Security

Infrastructure

• Database & storage: Supabase (managed PostgreSQL + object storage), hosted in the Sydney AU region. Backups are managed by Supabase with point-in-time recovery on all production databases.
• Application hosting: Railway for the API and web app; Vercel for the marketing site. Both providers operate SOC 2 Type II certified infrastructure.
• Email & SMS: Resend (transactional email) and ClickSend / Sinch (SMS). Both are bound by data processing arrangements limiting use to message delivery.

Encryption

• In transit: TLS 1.2 or above is required for all connections to SiteSphere. HTTP requests are redirected to HTTPS.
• At rest: AES-256 encryption is applied to all data stored in our Supabase databases and object stores.
• OAuth tokens: Xero refresh tokens are encrypted with AES-256-GCM using a key held outside the database before being stored.
• Authentication: Passwords are stored as bcrypt hashes (handled by Supabase Auth). Session JWTs are signed with HS256 using a key held only in the application environment.

Multi-tenant isolation

Multi-tenancy is enforced at the database via Postgres row-level security (RLS). Every table that contains tenant data has an RLS policy that filters reads and writes by the requesting user's business or client membership.
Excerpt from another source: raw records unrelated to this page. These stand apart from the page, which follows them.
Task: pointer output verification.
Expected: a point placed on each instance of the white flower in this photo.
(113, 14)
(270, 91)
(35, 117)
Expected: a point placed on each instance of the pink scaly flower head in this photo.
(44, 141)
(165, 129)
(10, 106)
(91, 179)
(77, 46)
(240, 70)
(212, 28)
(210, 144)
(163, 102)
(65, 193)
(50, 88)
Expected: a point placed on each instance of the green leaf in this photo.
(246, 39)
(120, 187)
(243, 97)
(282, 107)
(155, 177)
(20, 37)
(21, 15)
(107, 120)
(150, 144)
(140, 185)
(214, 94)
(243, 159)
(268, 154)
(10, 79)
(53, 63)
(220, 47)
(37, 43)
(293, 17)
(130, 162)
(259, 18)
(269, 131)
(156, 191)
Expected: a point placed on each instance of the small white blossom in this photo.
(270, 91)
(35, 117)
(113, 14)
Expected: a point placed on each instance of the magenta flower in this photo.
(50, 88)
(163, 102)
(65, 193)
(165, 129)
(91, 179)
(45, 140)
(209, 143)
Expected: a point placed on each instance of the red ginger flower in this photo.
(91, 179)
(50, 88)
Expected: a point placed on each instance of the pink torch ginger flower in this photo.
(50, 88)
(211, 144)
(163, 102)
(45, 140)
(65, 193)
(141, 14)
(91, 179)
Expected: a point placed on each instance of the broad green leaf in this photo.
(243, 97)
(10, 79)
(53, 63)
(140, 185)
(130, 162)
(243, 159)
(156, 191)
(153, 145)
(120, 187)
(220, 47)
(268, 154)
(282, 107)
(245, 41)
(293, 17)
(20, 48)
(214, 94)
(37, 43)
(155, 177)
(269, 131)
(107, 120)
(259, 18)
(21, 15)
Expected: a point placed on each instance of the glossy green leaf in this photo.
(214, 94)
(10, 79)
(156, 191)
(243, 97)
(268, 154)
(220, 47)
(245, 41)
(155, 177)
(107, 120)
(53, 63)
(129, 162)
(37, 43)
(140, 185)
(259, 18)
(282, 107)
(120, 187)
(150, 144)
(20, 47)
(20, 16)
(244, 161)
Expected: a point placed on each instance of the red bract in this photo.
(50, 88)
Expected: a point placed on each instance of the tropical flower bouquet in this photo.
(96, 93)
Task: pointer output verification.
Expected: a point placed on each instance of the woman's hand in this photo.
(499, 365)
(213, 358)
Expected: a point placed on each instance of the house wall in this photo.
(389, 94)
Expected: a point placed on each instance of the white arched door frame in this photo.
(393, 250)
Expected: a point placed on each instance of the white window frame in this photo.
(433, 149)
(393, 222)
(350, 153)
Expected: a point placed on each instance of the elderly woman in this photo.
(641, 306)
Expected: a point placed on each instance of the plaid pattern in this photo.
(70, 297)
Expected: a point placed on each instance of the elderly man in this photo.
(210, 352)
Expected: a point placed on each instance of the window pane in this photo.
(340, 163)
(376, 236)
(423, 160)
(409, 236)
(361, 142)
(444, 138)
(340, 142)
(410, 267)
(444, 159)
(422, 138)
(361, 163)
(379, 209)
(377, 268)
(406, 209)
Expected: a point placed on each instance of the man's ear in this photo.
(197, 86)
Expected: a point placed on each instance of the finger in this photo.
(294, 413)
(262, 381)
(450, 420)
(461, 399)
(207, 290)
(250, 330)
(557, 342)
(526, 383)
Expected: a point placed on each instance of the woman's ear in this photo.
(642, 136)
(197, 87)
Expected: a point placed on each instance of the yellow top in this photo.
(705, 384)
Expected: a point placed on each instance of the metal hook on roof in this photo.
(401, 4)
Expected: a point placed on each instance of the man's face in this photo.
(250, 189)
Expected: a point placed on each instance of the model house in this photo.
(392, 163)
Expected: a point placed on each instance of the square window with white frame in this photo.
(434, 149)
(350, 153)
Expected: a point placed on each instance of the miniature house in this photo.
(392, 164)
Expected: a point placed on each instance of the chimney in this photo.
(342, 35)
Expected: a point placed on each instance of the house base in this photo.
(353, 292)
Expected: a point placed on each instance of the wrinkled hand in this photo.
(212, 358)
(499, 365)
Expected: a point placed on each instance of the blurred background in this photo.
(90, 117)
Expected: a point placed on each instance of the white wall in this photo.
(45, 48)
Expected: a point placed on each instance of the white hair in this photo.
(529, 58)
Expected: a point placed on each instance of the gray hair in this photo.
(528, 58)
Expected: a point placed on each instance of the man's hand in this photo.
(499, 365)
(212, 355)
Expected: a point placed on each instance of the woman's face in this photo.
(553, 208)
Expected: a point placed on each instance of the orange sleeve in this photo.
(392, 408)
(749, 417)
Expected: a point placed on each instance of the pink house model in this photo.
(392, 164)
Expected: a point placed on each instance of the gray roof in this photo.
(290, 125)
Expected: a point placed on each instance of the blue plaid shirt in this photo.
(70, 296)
The application layer does not perform this check — it's enforced one layer below the application boundary, which means a bug in a route handler cannot leak data across tenants.
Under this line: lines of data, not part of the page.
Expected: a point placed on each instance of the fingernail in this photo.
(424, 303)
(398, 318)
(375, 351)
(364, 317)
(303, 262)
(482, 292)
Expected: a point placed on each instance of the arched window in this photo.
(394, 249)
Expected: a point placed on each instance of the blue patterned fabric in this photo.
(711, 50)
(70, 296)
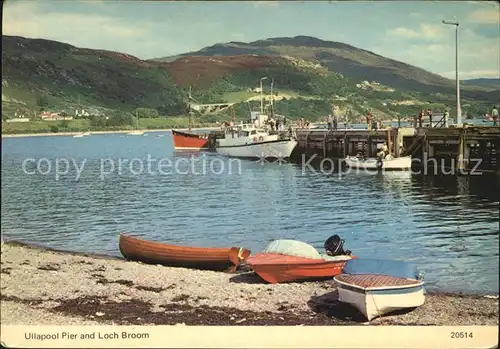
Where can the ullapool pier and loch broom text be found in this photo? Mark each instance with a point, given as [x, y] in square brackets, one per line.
[466, 150]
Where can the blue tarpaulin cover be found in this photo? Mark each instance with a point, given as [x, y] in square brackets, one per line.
[381, 267]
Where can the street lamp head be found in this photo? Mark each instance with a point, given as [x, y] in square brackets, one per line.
[450, 22]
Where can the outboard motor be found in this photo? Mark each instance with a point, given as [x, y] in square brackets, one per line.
[334, 246]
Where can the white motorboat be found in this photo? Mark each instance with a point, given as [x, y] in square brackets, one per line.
[377, 164]
[135, 133]
[378, 287]
[249, 141]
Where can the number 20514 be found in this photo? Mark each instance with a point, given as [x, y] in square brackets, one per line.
[461, 335]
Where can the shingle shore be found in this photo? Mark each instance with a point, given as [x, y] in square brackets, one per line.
[45, 287]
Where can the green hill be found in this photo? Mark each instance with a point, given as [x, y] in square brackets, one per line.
[350, 61]
[308, 74]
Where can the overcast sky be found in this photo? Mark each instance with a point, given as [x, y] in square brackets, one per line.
[411, 32]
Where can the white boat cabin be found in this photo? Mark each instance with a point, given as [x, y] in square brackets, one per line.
[245, 134]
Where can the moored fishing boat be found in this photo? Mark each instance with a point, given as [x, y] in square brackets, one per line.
[248, 141]
[290, 260]
[378, 164]
[196, 141]
[378, 287]
[210, 258]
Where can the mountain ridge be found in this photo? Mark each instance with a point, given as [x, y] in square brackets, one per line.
[37, 70]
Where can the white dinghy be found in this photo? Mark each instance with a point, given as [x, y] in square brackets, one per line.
[378, 164]
[378, 287]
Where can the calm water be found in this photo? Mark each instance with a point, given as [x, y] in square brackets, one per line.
[448, 226]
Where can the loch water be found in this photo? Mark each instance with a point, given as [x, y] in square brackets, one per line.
[448, 225]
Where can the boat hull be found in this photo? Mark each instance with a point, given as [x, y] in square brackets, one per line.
[276, 149]
[277, 268]
[401, 163]
[189, 141]
[385, 298]
[223, 259]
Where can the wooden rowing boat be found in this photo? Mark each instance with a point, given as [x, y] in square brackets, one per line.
[276, 268]
[210, 258]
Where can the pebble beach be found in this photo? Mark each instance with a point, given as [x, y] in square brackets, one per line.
[48, 287]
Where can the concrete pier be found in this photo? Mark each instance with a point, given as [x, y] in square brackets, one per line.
[460, 150]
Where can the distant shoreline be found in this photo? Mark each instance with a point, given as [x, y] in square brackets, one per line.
[50, 134]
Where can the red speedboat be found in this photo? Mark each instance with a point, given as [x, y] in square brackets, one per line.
[275, 268]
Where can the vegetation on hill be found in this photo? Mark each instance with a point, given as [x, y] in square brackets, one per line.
[309, 75]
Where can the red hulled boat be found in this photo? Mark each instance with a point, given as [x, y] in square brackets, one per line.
[189, 141]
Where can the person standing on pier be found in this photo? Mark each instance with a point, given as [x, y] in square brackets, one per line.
[494, 115]
[330, 122]
[421, 118]
[446, 116]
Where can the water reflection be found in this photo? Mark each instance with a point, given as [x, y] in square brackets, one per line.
[449, 226]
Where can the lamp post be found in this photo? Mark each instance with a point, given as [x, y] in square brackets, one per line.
[457, 82]
[261, 96]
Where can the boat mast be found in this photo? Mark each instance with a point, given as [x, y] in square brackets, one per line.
[272, 98]
[189, 111]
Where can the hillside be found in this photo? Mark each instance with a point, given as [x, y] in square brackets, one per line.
[347, 60]
[43, 74]
[494, 84]
[65, 74]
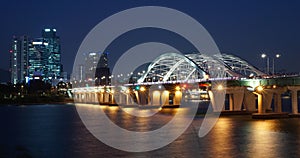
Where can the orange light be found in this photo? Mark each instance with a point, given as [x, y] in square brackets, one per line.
[220, 87]
[142, 89]
[260, 88]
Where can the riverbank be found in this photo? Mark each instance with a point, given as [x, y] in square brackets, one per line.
[36, 100]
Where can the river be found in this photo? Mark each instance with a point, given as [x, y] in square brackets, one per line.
[49, 131]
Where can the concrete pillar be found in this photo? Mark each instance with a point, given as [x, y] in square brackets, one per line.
[261, 108]
[238, 98]
[128, 101]
[277, 103]
[101, 98]
[143, 99]
[106, 98]
[294, 101]
[217, 99]
[165, 98]
[249, 101]
[177, 98]
[112, 98]
[231, 102]
[156, 98]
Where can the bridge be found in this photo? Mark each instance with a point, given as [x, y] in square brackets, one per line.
[172, 77]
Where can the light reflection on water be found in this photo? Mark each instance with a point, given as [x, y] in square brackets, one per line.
[56, 131]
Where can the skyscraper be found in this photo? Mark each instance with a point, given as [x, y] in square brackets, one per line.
[36, 57]
[102, 71]
[19, 59]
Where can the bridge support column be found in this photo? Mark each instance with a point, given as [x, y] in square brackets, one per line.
[106, 98]
[260, 107]
[277, 103]
[156, 98]
[249, 101]
[294, 101]
[177, 98]
[231, 102]
[236, 96]
[294, 91]
[217, 98]
[165, 98]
Service-role access (used for system operations like push notification fan-out) is restricted to a small set of clearly marked code paths and never reaches the user-facing surface.

Access controls

• Role-based access enforced at both the API (request middleware) and the UI (route guards).
• Field roles (workers, leading hands, supervisors) and desk roles (business admins, payroll managers, client admins) live on different surfaces (mobile vs web). The split is enforced symmetrically in middleware on both surfaces.
• Supervisors are client-side: they see crew sheets for their client's projects only, with row-level enforcement at every read.
• Magic-link tokens for unauthenticated supervisor and client approvals are single-use and short-lived; the underlying scoped JWT does not grant general account access.

Audit and observability

• API request logs retained for 30 days for troubleshooting.
• Calculation trail: every payroll line written to the database carries a per-clause trail describing exactly which rule produced the value. This is visible to business admins for dispute resolution.
• Xero webhook activity is logged and reconciled against expected state.

Vulnerability management

• Dependencies are tracked via automated tooling. Critical and high-severity advisories are patched within 7 days of upstream release.
• Static analysis runs on every pull request. Strict TypeScript + ESLint configurations are enforced as merge gates.
• Production database migrations are applied through a CI/CD pipeline; manual SQL access to production is restricted and logged.

Incident response

We follow the Notifiable Data Breaches scheme under the Privacy Act 1988. Where a security incident meets the notification threshold, we will notify affected individuals and the Office of the Australian Information Commissioner (OAIC) as soon as practicable.

Customers can subscribe to status updates and incident notices by contacting security@sitesphere.com.au.

Reporting a vulnerability

If you believe you have found a security issue in SiteSphere, email security@sitesphere.com.au with the details. We will acknowledge receipt within one business day and keep you informed as we investigate.

Please do not perform load or vulnerability testing against production without prior written consent.